Is there a formula for root(x)(a) xx root(y)(a)? For example, sqrt(81) xx root4(81)

2 Answers
Jun 6, 2017

root(x)(a^m)xxroot(y)(a^m)=a^((m(x+y))/(xy))=root(xy)(a^(m(x+y)))

Explanation:

There is no formula i.e. often used by people to solve such problems. However, mathematics is full of surprises and it does not mean that we cannot have a formula.

Here it is observed that in the example you have square root and fourth roots of 81, which is itself a power of 3 i.e. 3^4. Hence we will attempt a formula cosidering a=b^m and we attempt

root(x)(a^m)xxroot(y)(a^m)

= (a^m)^(1/x)xx(a^m)^(1/y)

= a^(m/x)xxa^(m/y)

= a^(m/x+m/y)

= a^((m(x+y))/(xy))

= root(xy)(a^(m(x+y))) and that is the formula.

i.e. root(x)(a^m)xxroot(y)(a^m)=a^((m(x+y))/(xy))=root(xy)(a^(m(x+y)))

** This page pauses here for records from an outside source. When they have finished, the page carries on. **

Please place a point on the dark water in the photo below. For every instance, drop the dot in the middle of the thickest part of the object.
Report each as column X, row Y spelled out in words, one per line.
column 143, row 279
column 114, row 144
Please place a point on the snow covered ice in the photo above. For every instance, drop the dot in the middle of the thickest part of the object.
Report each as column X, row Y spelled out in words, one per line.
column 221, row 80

If a is not a power than you can use m=1

Using this sqrt(3^4)xxroot(4)(3^4)

= 3^((4(2+4))/(2xx4))

= 3^((4xx6)/8)

= 3^3=27

Jun 7, 2017

27

Explanation:

sqrt81 xx root4(81)

:.9 xx root4(3*3*3*3)

:.root4(a) xx root4(a) xx root4(a) xx root4(a)=a

:.9 xx 3=27